Technology is reshaping every part of our lives, from the top of Maslow’s Hierarchy of Needs to the bottom. Indeed, even feeding ourselves is being impacted by digital transformation — giving rise to the term ‘agronomy,’ the study of crops and the environment to maximize productivity.
This transformation is happening across all corners of the globe. According to the Indian Council of Agricultural Research, India will only meet 59% of its food demand by the year 2030. Worldwide, food demand is expected to double by 2050, in large part because of population growth. Given these statistics, it is clear that many nations need to innovate to optimize food production. In addition to maximizing yield, integral parts of this challenge are soil management and effectively controlling pests and weeds. Technologies such as AI provide new opportunities to learn from data — that may have been sitting in the field all along — to solve these problems. And that is true from India to South America to the prairies of central Canada.
“There’s a saying about decisions being only as good as the information they’re based on,” the introduction to a Real Agriculture podcast starts. “The same could be said for agronomic decisions based on maps; the better the map, the better the decision.” The podcast tells the story of Cory Willness, an agronomist in the Canadian province of Saskatchewan, who uses field maps procured from satellite images to make agricultural decisions. Willness developed a patented mapping technology that consolidates soil, water, and topography data into what he calls ‘SWAT maps.’ The data that is collected assesses how much soil organic matter is in the soil, where water flows and accumulates in a field, and where salinity is located. Willness notes that SWAT maps are different from other drone/satellite imagery because his maps collect layers of information about what’s going on both under and above the ground. This treasure trove of information now helps farmers in Canada and beyond make better agronomic decisions.
AI can also inform better prediction of grain yield. South American scientists published a paper called Prediction of the Corn Grains Yield through Artificial Intelligence in 2016. The research found that crop quality can be determined from an image. “The determination of the quality of the cereals is done manually by grain classifier experts prior to the marketing stage,” the paper begins. “In this article, we present a web software tool that allows determining the quality level of a corn sample automatically from an image of it. Image processing algorithms were implemented to correct distortions caused mainly by the capture process. The K-Means classification algorithm was used and a function was developed to calculate the hectolitre weight in relation to the sample area.”

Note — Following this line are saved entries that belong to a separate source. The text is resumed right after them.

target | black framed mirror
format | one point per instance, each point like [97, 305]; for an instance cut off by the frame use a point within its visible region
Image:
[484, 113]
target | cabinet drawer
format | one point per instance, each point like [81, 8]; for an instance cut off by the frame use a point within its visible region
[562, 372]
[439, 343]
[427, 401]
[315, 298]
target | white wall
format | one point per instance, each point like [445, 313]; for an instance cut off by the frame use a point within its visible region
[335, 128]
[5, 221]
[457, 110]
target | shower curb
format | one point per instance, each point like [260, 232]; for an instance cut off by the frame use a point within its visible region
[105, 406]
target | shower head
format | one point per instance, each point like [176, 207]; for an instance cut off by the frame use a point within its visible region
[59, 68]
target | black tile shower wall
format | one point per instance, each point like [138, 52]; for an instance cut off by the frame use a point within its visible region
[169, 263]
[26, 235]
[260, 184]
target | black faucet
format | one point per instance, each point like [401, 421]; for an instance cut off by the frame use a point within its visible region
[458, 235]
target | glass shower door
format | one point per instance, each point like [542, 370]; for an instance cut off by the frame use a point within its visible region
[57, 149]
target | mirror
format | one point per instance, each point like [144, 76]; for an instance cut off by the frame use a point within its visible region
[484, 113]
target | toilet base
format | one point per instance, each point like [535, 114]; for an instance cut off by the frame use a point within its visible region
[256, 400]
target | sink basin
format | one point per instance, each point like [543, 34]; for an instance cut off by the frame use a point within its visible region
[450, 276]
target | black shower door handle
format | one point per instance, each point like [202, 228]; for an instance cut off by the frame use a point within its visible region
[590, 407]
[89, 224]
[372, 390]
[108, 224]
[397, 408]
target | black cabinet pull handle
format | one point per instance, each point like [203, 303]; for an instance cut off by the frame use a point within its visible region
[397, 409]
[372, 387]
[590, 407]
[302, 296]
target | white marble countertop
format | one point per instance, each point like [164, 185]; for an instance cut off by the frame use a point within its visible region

Unfavorable climatic conditions, soil degradation, biological adversity and disadvantages arising from agronomic practices were found to contribute to low-quality crops. “Grains deteriorate on the plant, during harvesting or in warehouses when they are not given proper care. Alterations in the natural state and health of the grains are classified into several categories: damaged or faulty grains, chopped grains, presence of foreign material, commercially objectionable odors, presence of undesirable seeds, broken grains and/or cracked grains, among the most important. The above-mentioned defects, known as quality determinations, are those that must be analyzed during the quality assessment process, according to the quantity or intensity in which each of them is present in the sample.”
The paper highlights the additional problems of marketing and the economics of agriculture after the yield from the field has occurred. “Adjusting machinery at the time of harvest, in order to minimize, as much as possible, external factors that may affect or diminish in some way the quality of the grains,” is a recommendation of the paper. The publication also proposes a tool to determine the quality level of a corn sample automatically, from the image of a sample. “In this way, producers, collectors and exporters will be able to obtain in a fast, precise and efficient way all the information of the measurements of each of the quality determining factors, simply by sending an image of the sample of their corn harvest from a computer or a mobile device.”
Artificial Intelligence is being implemented in industries all over the world and is a central theme of the research undertaken at UCIPT. Our work in the HOPE study is using data to assess and shift behavioral outcomes among HIV and other populations.